Die Reichen zur Kasse bitten: Das fordert das Bündnis Tax the Rich in einer Bürger*inneninitiative, doch bisher fehlt es unter anderem in Luxemburg an Zuspruch.
In Argentinien oder Neuseeland gibt es sie schon, nun soll auch in der Europäischen Union eine Vermögenssteuer für die Superreichen her: Das Bündnis Tax the Rich, in dem sich Politiker*innen, Ökonomist*innen und Aktivist*innen befinden, reichte letzten Juni eine Bürger*inneninitative bei der EU-Kommission ein, um gegen steigende Ungerechtigkeiten anzukämpfen. Noch bis zum Oktober 2024 hat das Bündnis Zeit, 1 Million Unterschriften zu sammeln, damit sich die Kommission mit dem Vorschlag einer Vermögenssteuer befasst.
Das Bündnis folgt dabei einer simplen Begründung: Die reichsten Bürger*innen leiden am wenigsten unter klimabedingten Katastrophen, sowie anderen Krisen, von der Covid-19 Pandemie bis hin zu zunehmenden Waffenkonflikten, und sollten deswegen stärker besteuert werden. Die genannten Ereignisse vergrößern nämlich die Kluft zwischen Arm und Reich. Dazu legt ein am vergangenen Montag veröffentlichter Bericht von Oxfam markante Zahlen vor: Seit 2020 haben die fünf reichsten Männer der Welt ihr Vermögen verdoppelt. Im gleichen Zeitraum sind 5 Milliarden Menschen – also 60 Prozent der Weltbevölkerung – ärmer geworden. Hinzu kommen starke geschlechtsspezifische Unterschiede sowie Abweichungen zwischen weißen und rassifizierten Personen, aber auch zwischen Menschen mit und ohne Behinderung.
Ist die Tax-the-Rich Petition erfolgreich, wäre sie ein Schritt in die richtige Richtung. Dass es überhaupt zu einer solchen Vermögenskonzentration kommen kann, deutet jedoch auf ein gesellschaftliches Scheitern hin: Die Regierungen lassen die Armutsbekämpfung und den Umweltschutz seit Jahrzehnten außen vor, um auf Kosten der Ärmsten einen untragbaren Wirtschaftswachstum voranzutreiben.
Trotz einiger Ausnahmen, sorgen Milliardäre dafür, „dass Unternehmen ihnen auf Kosten aller anderen mehr Reichtum bescheren”, so der Oxfam-Direktor Amitabh Behar.
Während es der Mehrheit der Bevölkerung also immer schlechter geht, wird ein kleiner Teil immer reicher – dieser muss aber in Ländern wie Frankreich nur knapp 0,2 Prozent Steuern zahlen. Auch Luxemburg, in dem das Einkommen, das aus Gehältern stammt, fast siebenmal so hoch besteuert wird als das aus Dividenden (siehe woxx 1753), ist attraktiv für Superreiche.
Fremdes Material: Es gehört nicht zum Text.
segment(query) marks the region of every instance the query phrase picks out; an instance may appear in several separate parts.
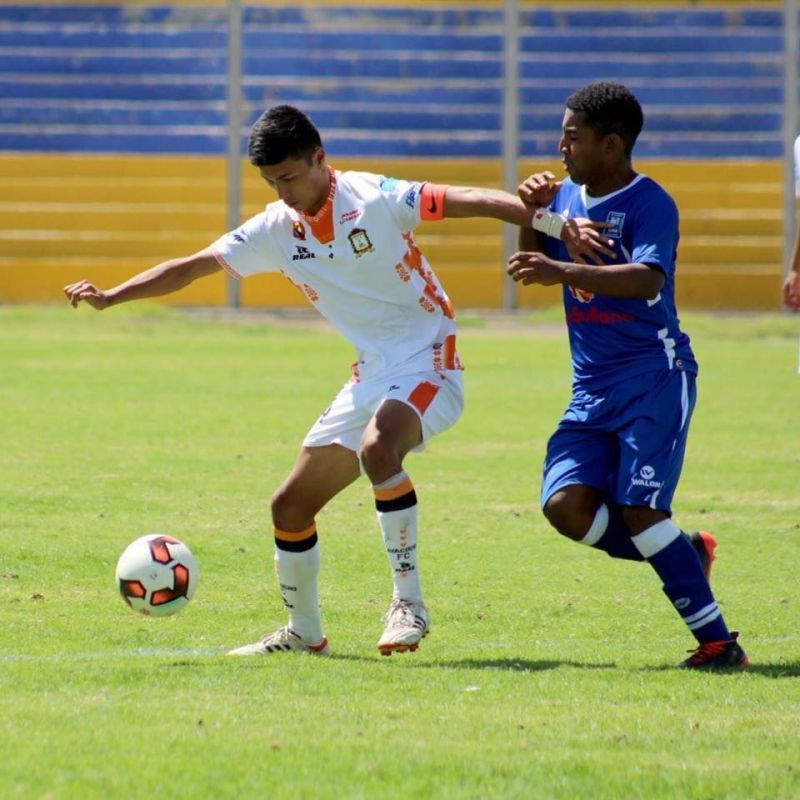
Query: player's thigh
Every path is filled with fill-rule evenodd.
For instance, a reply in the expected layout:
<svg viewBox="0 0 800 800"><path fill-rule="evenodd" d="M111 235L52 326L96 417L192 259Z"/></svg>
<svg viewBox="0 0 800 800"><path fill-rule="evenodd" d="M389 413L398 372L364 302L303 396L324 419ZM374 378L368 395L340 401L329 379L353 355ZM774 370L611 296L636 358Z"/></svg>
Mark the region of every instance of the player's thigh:
<svg viewBox="0 0 800 800"><path fill-rule="evenodd" d="M641 396L635 415L618 432L616 502L670 511L696 398L694 376L681 370L665 371Z"/></svg>
<svg viewBox="0 0 800 800"><path fill-rule="evenodd" d="M359 447L361 464L372 482L380 483L397 471L406 454L420 442L422 423L419 414L399 400L385 400L364 429ZM378 474L387 469L389 474Z"/></svg>
<svg viewBox="0 0 800 800"><path fill-rule="evenodd" d="M455 425L464 410L464 381L458 370L422 372L394 379L385 399L399 400L419 417L421 440L412 450L425 449L425 442Z"/></svg>
<svg viewBox="0 0 800 800"><path fill-rule="evenodd" d="M547 443L541 504L567 486L604 491L614 474L619 446L614 436L580 423L562 422Z"/></svg>
<svg viewBox="0 0 800 800"><path fill-rule="evenodd" d="M353 450L337 444L303 447L272 496L273 522L283 530L304 530L320 509L359 475Z"/></svg>

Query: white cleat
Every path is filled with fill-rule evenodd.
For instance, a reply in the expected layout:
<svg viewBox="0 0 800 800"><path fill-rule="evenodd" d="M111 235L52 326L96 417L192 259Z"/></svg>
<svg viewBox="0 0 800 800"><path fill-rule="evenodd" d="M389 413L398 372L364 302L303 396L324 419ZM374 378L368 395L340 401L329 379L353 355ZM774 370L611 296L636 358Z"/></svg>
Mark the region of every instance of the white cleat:
<svg viewBox="0 0 800 800"><path fill-rule="evenodd" d="M229 656L266 656L271 653L310 653L314 656L330 655L328 640L323 636L319 644L304 642L288 625L272 633L265 633L257 642L245 644L228 652Z"/></svg>
<svg viewBox="0 0 800 800"><path fill-rule="evenodd" d="M386 627L378 640L382 656L406 650L413 653L422 637L428 635L428 609L422 603L392 600L383 622Z"/></svg>

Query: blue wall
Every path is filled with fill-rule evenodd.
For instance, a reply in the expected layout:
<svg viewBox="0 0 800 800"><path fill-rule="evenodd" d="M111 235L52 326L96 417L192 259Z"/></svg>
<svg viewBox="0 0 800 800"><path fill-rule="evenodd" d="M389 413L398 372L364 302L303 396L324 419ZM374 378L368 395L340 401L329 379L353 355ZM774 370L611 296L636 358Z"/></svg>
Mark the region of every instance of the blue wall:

Eben diese Ungerechtigkeit will die EU-Bürger*inneninitiative mit einer Vermögenssteuer, die proportional zur Höhe des Vermögens steigt, bekämpfen. Die dadurch eingenommen Mittel sollen in Fonds, wie den Resilienzfonds, fließen, um einen gerechten ökologischen und sozialen Wandel herbeizuführen. Zudem soll ein Teil der Gelder an Länder gehen, die besonders stark von der Klimakrise betroffen sind. Laut einer von der europäischen Fraktion „Die Grünen/Europäische Freie Allianz“ beauftragten Studie, könnte durch eine Vermögenssteuer für die reichsten 0,5 Prozent der EU-Einwohner*innen jährlich schon über 210 Milliarden Euros eingenommen werden.
Bislang haben europaweit rund 110.000 Menschen die Petition unterschrieben. Aus dem liberal-konservativen regierten Luxemburg befürworten gerade mal 124 Personen die Initiative mit ihrer Unterschrift. Teils mag das an der ausbleibenden Berichterstattung der Medien liegen, teils auch wohl an Luxemburgs allgemeinem Wohlstand. Vielverdiener*innen und Firmen, die mit einem Sitz in Luxemburg hohe Steuerzahlungen umgehen, stehen einer Vermögenssteuer sicherlich skeptisch gegenüber. Und auch bei den größeren Regierungsparteien findet der Aufruf, die Reichsten stärker zu besteueren, wenig Anklang (siehe woxx 1725). Eins bleibt zu hoffen: Statt sozialer Ungleichheiten muss bis Oktober die Empörung über die ungerechte Verteilung von Geldern steigen. Dafür braucht es dringend einen Mentalitätswechsel – weg von kapitalistischen Eigeninteressen hin zum Kampf für das Gemeinschaftswohl und den Erhalt des Planeten.